* [PATCH 1/2] sched/core: Enable full cpumask to clear user cpumask in sched_setaffinity()
@ 2025-09-23 17:54 Waiman Long
2025-09-23 17:54 ` [PATCH 2/2] fs/proc: Show the content of task->user_cpus_ptr in /proc/<pid>/status Waiman Long
` (2 more replies)
0 siblings, 3 replies; 5+ messages in thread
From: Waiman Long @ 2025-09-23 17:54 UTC (permalink / raw)
To: Ingo Molnar, Peter Zijlstra, Juri Lelli, Vincent Guittot,
Dietmar Eggemann, Steven Rostedt, Ben Segall, Mel Gorman,
Valentin Schneider, Jonathan Corbet
Cc: linux-kernel, linux-fsdevel, linux-doc, Andrew Morton,
David Hildenbrand, Catalin Marinas, Nico Pache, Phil Auld,
John Coleman, Waiman Long
Since commit 8f9ea86fdf99 ("sched: Always preserve the user requested
cpumask"), user provided CPU affinity via sched_setaffinity(2) is
perserved even if the task is being moved to a different cpuset.
However, that affinity is also being inherited by any subsequently
created child processes which may not want or be aware of that affinity.
One way to solve this problem is to provide a way to back off from
that user provided CPU affinity. This patch implements such a scheme
by using a full cpumask (a cpumask with all bits set) to signal the
clearing of the user cpumask to follow the default as allowed by
the current cpuset.
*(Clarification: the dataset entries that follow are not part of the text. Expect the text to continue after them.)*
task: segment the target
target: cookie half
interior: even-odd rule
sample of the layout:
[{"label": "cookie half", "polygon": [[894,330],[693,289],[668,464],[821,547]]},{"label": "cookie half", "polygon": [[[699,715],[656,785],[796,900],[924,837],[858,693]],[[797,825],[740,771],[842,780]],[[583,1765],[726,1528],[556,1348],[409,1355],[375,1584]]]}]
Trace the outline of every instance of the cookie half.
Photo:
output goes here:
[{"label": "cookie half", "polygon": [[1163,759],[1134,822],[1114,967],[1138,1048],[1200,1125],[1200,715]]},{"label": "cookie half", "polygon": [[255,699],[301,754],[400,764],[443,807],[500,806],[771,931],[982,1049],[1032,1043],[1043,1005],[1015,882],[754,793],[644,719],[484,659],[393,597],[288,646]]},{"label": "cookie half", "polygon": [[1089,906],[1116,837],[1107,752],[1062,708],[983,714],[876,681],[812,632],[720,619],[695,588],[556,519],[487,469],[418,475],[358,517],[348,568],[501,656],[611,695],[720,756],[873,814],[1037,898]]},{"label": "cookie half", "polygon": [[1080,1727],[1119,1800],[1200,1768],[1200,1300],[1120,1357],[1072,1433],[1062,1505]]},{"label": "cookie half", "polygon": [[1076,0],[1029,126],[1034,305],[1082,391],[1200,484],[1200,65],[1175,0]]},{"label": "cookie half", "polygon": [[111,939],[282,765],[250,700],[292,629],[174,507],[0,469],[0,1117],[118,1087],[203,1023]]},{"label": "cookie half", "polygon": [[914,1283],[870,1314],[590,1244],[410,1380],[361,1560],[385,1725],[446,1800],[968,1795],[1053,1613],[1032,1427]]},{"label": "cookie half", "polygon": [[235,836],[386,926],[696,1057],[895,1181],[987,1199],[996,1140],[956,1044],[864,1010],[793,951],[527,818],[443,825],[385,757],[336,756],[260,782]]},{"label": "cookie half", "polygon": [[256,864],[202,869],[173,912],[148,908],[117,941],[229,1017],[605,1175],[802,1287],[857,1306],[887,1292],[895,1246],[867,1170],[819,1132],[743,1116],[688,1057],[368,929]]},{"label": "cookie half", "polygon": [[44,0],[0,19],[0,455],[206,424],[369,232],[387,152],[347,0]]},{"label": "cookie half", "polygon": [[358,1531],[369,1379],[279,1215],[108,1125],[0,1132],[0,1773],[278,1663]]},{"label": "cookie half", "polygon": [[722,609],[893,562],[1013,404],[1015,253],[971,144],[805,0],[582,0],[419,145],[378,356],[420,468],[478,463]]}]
In fact, with a full cpumask in user_cpus_ptr,
the task behavior should be the same as with a NULL user_cpus_ptr.
This patch just formalizes it without causing any incompatibility and
discard an otherwise useless cpumask.
Signed-off-by: Waiman Long <longman@redhat.com>
---
kernel/sched/syscalls.c | 20 ++++++++++++++------
1 file changed, 14 insertions(+), 6 deletions(-)
diff --git a/kernel/sched/syscalls.c b/kernel/sched/syscalls.c
index 77ae87f36e84..d68c7a4ee525 100644
--- a/kernel/sched/syscalls.c
+++ b/kernel/sched/syscalls.c
@@ -1229,14 +1229,22 @@ long sched_setaffinity(pid_t pid, const struct cpumask *in_mask)
return retval;
/*
- * With non-SMP configs, user_cpus_ptr/user_mask isn't used and
- * alloc_user_cpus_ptr() returns NULL.
+ * If a full cpumask is passed in, clear user_cpus_ptr and reset the
+ * current cpu affinity to the default for the current cpuset.
*/
- user_mask = alloc_user_cpus_ptr(NUMA_NO_NODE);
- if (user_mask) {
- cpumask_copy(user_mask, in_mask);
+ if (cpumask_full(in_mask)) {
+ user_mask = NULL;
} else {
- return -ENOMEM;
+ /*
+ * With non-SMP configs, user_cpus_ptr/user_mask isn't used and
+ * alloc_user_cpus_ptr() returns NULL.
+ */
+ user_mask = alloc_user_cpus_ptr(NUMA_NO_NODE);
+ if (user_mask) {
+ cpumask_copy(user_mask, in_mask);
+ } else {
+ return -ENOMEM;
+ }
}
ac = (struct affinity_context){
--
2.51.0
^ permalink raw reply related [flat|nested] 5+ messages in thread
* [PATCH 2/2] fs/proc: Show the content of task->user_cpus_ptr in /proc/<pid>/status
2025-09-23 17:54 [PATCH 1/2] sched/core: Enable full cpumask to clear user cpumask in sched_setaffinity() Waiman Long
@ 2025-09-23 17:54 ` Waiman Long
2025-10-20 20:06 ` [PATCH 1/2] sched/core: Enable full cpumask to clear user cpumask in sched_setaffinity() Waiman Long
2025-10-20 20:13 ` David Hildenbrand
2 siblings, 0 replies; 5+ messages in thread
From: Waiman Long @ 2025-09-23 17:54 UTC (permalink / raw)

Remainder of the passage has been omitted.